St. Bernard's Meditation and Prayer.

THE chalice which thou, O sweetest Saviour Jesus, didst drink, hath made thee infinitely amiable; it was the work of my redemption. Certainly nothing does more pleasingly invite, or more profitably require, or more vehemently affect me, than this love: for by how much lower thou didst for me descend in the declinations of humility, by so much art thou dearer to me in the exaltations of thy charity and thy glory. Learn, O my soul, how thou oughtest to love Christ, who hath given us his flesh for meat, his blood for drink, the water of his side for our lavatory, and his own life for the price of our redemption. He is stark and dead cold, who is not set on fire by the burning and shining flames of such a charity.


Blessed Saviour Jesus, the Author and Finisher of our faith, the Fountain of life and salvation; by thee let us have access to thy heavenly Father, that, by thee, he may accept us, who, by thee, is revealed to us. Let thy innocence and purity procure pardon for our uncleanness and disobedience; let thy humility extinguish our pride and vanity; thy meekness extinguish our anger; and thy charity cover the multitude of our sins.

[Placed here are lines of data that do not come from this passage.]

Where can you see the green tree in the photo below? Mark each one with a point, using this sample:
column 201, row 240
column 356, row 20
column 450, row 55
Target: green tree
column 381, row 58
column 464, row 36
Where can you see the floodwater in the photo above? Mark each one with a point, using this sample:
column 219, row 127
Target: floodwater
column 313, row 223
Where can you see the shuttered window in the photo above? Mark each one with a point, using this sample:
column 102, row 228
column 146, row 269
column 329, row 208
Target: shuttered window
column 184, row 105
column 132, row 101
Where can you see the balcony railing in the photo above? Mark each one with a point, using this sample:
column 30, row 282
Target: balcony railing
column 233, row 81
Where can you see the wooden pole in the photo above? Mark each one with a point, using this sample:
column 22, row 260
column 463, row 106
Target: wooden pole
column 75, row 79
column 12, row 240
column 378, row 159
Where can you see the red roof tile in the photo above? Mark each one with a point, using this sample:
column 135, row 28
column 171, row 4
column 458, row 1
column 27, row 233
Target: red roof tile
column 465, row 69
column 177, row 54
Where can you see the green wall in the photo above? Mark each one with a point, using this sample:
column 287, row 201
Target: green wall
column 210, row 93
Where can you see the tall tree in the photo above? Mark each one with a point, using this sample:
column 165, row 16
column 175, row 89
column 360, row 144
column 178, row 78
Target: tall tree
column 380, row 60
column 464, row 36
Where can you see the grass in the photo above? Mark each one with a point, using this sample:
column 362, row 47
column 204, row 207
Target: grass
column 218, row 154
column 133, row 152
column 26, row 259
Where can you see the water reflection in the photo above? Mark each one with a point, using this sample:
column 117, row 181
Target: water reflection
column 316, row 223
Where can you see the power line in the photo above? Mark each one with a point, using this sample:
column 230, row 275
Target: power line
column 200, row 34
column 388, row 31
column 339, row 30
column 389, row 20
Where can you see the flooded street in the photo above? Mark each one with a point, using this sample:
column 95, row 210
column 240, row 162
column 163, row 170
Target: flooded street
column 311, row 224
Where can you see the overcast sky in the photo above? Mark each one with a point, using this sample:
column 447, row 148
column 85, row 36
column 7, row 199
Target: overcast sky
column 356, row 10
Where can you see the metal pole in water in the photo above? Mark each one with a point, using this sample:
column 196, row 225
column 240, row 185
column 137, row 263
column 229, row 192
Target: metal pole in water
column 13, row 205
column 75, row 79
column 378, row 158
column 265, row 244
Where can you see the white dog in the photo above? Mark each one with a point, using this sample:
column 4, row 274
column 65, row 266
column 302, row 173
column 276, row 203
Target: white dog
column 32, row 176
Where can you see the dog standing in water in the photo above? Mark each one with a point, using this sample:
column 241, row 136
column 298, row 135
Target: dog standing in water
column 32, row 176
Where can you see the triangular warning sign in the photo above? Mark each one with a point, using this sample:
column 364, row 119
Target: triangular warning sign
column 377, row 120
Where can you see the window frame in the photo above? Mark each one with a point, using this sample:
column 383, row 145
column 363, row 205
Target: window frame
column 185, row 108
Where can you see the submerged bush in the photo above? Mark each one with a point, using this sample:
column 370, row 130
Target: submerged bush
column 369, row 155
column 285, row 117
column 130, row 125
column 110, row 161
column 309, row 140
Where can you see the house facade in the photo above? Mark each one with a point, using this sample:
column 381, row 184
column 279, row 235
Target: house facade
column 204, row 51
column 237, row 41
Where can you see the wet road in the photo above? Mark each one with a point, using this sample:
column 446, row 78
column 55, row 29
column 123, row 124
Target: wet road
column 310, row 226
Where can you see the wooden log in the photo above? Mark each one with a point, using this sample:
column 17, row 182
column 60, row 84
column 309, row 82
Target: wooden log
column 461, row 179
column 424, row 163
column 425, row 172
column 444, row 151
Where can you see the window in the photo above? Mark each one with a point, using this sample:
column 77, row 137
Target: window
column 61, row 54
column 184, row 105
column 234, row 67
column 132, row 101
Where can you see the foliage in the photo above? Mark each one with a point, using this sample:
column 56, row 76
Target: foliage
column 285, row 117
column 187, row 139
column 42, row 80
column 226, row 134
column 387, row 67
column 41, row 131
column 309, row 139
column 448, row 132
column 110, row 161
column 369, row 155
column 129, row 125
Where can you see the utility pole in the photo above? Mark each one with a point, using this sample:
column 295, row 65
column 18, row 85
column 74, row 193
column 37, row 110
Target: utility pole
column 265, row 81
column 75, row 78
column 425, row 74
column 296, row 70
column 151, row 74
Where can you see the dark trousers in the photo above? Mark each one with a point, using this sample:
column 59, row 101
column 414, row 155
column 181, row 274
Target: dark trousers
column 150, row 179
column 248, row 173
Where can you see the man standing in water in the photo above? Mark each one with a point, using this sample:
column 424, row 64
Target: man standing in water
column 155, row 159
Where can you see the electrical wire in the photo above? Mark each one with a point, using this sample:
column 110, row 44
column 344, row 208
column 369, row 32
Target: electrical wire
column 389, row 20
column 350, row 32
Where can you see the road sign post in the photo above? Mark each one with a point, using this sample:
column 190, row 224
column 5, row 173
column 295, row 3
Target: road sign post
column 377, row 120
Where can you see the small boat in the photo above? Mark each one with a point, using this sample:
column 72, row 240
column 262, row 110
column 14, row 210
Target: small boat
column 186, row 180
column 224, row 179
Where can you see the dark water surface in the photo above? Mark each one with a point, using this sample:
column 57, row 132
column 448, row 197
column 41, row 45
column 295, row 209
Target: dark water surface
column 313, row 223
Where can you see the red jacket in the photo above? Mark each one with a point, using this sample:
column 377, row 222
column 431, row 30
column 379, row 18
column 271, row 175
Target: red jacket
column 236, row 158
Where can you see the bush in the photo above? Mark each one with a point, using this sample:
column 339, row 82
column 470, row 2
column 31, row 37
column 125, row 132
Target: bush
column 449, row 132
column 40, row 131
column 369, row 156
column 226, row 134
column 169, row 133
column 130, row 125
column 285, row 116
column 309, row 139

O blessed Advocate and Mediator, intercede for us with thy Father and ours, with thy God and ours: and grant that, by the grace which thou hast found, by the prerogative which thou hast deserved, by the mercy which thou hast purchased for us, that as thou wert partaker of our sufferings and infirmities, so we, by thy death and resurrection, and by thy infinite gracious intercession, may be made partakers of thy holiness and thy glory.


Let the brightness of thy divine grace for ever shine upon thy servants, that we, being purified from all error and infidelity, from weak fancies, and curious inquiries, may perceive and adore the wisdom and the love of God, in the truth and mysteriousness of this divine sacrament. And be pleased to lighten in our spirits such a burning love, and such a shining devotion, that we may truly receive thee, and be united unto thee; that we may feed on thee the celestial manna, and may, with an eye of faith, see thee under the cloud, and in the veil; and, at last, may see thee in the brightest effusions of thy glory. Amen.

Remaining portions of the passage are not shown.